Seconding his opinion, Dr Mirza Ali Azhar, president of the PMA-Sindh, also described the notification as a positive development and said now these programmes, earlier getting significant funding from foreign donors, would become the Sindh government’s responsibility.

‘It’s a good step as it would strengthen the primary healthcare system’

“Now, these programmes have become part of the budget and the primary healthcare system, which is a positive sign. Concerns of health professionals, however, pertain to the consistent poor performance of the government in the health sector that leaves us with little hope.”

The public health system, he said, was plagued with a host of administrative issues. “The government needs to bring transparency, efficiency and accountability in its affairs.”

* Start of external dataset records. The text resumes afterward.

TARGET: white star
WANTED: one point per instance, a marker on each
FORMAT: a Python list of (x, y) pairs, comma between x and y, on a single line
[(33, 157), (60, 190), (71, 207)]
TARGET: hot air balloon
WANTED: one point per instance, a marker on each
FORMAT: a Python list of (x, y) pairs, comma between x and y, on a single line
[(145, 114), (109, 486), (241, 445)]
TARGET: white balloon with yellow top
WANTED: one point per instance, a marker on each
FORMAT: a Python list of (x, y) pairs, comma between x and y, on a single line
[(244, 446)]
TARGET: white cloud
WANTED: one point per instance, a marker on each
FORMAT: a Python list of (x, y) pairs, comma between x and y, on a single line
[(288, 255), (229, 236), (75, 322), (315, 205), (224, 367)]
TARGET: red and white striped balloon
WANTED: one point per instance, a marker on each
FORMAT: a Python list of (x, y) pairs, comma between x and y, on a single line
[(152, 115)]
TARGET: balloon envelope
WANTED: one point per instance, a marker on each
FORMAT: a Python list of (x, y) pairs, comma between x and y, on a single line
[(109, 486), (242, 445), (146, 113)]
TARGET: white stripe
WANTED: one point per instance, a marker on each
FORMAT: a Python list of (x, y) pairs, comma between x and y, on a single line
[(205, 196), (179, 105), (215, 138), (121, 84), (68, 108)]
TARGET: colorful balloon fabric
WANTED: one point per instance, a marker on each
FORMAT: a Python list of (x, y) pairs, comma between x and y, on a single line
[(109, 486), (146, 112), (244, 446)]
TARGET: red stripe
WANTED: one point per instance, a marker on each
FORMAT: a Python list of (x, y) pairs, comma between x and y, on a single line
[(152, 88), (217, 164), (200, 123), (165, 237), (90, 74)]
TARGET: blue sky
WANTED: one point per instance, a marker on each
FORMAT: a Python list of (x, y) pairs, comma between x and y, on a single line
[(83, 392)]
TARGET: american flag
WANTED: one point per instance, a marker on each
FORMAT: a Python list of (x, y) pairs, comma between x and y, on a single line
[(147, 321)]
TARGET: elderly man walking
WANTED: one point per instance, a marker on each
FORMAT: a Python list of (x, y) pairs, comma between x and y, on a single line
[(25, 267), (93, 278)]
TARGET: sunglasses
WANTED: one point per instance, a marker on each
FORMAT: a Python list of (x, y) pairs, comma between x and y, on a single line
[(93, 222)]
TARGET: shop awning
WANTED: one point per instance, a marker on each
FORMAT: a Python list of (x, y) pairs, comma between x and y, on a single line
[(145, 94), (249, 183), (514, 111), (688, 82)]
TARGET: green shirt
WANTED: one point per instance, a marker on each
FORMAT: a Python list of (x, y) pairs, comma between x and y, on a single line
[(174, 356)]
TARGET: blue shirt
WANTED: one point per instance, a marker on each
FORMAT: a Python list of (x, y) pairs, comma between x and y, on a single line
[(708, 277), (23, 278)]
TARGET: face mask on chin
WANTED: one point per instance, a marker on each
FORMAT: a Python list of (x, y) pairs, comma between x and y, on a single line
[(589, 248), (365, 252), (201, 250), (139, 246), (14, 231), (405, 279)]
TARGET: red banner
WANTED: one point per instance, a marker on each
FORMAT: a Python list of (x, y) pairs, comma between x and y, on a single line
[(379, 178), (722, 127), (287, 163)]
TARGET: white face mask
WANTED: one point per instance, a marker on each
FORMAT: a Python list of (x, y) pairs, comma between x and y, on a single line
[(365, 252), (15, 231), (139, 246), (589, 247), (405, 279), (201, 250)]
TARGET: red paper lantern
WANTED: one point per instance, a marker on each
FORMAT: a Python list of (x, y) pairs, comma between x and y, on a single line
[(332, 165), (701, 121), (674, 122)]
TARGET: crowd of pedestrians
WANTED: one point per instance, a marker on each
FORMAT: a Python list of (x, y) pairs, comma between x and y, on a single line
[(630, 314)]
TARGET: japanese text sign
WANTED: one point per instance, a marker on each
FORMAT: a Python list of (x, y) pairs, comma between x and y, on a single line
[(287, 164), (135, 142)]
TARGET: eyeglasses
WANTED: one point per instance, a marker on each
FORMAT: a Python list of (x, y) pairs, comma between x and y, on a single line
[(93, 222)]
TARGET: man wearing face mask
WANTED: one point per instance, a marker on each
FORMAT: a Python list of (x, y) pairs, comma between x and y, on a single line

Recently, the Pakistan Lady Health Workers Association had held a protest demonstration against the government decision to integrate the lady health workers’ programme.

The government, it said, could not make structural changes in the programme as it’s a violation of the 2013 Supreme Court order which stated that the basic design of the programme could not be changed and the then federal government run by the PPP had agreed to that.

The association had warned that it would fight against this “controversial” step at every forum and seek legal recourse if the government did not withdraw its decision within a week.

The association had also demanded that the service structure should be awarded to lady health workers according to their length of service as was the case with other government departments.

It also criticised the role of district health officers and demanded that the government restore the old mechanism under which expenditure bills were paid through government accounts directly.